Paes, who has been in office since 2008, maintains he only learned of the problems in the village late last week and that Brazilians were not the ones at fault.

“It wasn’t a Brazilian in charge of the Olympics village. Only foreigners,” said Paes. “At least people can’t say the Brazilians are disorganized. The boss was Mario Cilenti.”

Cilenti is Argentinian, so it perhaps comes as little surprise that the embattled mayor would try and pin the blame on him when you consider the contentious relationship that the two South American neighbors maintain with one another.

It’s been reported that Cilenti has since been relieved of his duties as executive director of the athletes’ villages, although there’s been no official confirmation of this from the Olympics committee.

The problems with the village – which range from exposed wiring to leaky plumbing and clogged toilets – first came to light Monday, when the Australian delegation announced it would be staying in a hotel because its accommodations were uninhabitable. Meanwhile, the Italian delegation decided to take matters into its own hands, hiring contractors to complete its unfinished block of apartments.

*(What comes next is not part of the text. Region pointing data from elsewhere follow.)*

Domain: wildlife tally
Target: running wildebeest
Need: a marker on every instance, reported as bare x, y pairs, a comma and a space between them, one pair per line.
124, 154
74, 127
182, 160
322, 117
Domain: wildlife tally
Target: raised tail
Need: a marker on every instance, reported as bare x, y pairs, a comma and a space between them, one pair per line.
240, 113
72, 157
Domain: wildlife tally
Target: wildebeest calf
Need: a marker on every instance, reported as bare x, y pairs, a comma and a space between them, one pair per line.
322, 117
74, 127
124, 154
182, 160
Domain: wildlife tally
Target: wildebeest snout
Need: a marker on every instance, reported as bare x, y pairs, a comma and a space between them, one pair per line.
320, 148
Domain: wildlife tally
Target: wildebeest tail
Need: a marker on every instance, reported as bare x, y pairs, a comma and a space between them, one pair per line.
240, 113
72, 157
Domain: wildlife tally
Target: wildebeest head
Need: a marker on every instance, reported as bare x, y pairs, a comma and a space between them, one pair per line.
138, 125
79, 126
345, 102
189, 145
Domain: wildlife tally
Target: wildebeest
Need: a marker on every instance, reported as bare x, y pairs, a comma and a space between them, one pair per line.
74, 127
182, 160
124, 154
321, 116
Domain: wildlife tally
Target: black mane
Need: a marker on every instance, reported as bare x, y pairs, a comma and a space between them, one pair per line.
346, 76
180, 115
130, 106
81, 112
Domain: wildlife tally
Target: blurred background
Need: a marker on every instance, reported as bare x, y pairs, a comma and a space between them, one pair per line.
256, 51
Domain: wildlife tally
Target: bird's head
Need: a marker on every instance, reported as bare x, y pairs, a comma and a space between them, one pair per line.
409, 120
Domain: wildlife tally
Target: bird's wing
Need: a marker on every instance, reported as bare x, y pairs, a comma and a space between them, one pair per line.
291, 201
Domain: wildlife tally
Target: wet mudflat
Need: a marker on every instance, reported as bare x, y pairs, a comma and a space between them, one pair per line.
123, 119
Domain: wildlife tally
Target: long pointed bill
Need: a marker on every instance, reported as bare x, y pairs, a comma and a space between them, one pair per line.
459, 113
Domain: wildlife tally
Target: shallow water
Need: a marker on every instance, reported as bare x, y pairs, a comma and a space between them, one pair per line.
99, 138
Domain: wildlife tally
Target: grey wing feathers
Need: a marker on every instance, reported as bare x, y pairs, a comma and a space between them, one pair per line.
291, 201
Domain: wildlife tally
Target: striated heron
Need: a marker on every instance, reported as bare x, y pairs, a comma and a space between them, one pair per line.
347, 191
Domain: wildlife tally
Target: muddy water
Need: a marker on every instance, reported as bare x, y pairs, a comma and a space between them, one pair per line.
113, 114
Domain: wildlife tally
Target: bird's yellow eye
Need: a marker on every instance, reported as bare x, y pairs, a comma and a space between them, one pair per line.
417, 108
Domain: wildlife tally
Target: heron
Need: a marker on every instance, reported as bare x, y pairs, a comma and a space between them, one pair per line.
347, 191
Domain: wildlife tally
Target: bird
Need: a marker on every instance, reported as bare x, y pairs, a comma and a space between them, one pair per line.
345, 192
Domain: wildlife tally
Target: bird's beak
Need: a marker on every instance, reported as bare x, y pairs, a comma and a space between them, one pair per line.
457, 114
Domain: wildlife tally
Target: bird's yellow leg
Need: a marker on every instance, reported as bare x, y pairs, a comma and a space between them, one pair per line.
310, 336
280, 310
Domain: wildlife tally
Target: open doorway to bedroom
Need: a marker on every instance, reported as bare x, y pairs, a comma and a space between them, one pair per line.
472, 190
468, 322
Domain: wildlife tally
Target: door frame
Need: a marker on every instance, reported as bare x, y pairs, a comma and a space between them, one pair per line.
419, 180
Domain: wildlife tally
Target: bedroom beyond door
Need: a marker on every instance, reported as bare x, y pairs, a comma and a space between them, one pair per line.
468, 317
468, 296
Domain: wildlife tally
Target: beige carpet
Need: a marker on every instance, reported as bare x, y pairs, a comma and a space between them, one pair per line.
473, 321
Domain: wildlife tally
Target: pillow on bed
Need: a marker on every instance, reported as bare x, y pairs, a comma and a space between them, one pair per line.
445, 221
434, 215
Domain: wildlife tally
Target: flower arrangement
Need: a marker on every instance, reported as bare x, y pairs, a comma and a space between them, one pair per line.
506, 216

[Related: Olympics media village built on ‘sacred’ burial site]

The committee since launched its own repair effort, hiring 600 plumbers to make emergency repairs to the village. Rio 2016 has stated that all problems with the village have now been taken care of.

However, even that was not without controversy, with Brazil’s labor ministry stating that the emergency hires called in by the committee lacked proper working conditions and contracts.

The mayor’s comments are just the latest round in an escalating game of passing the buck that earlier this week saw the organizing committee blame the problems in the village on sabotage by “unhappy workers.”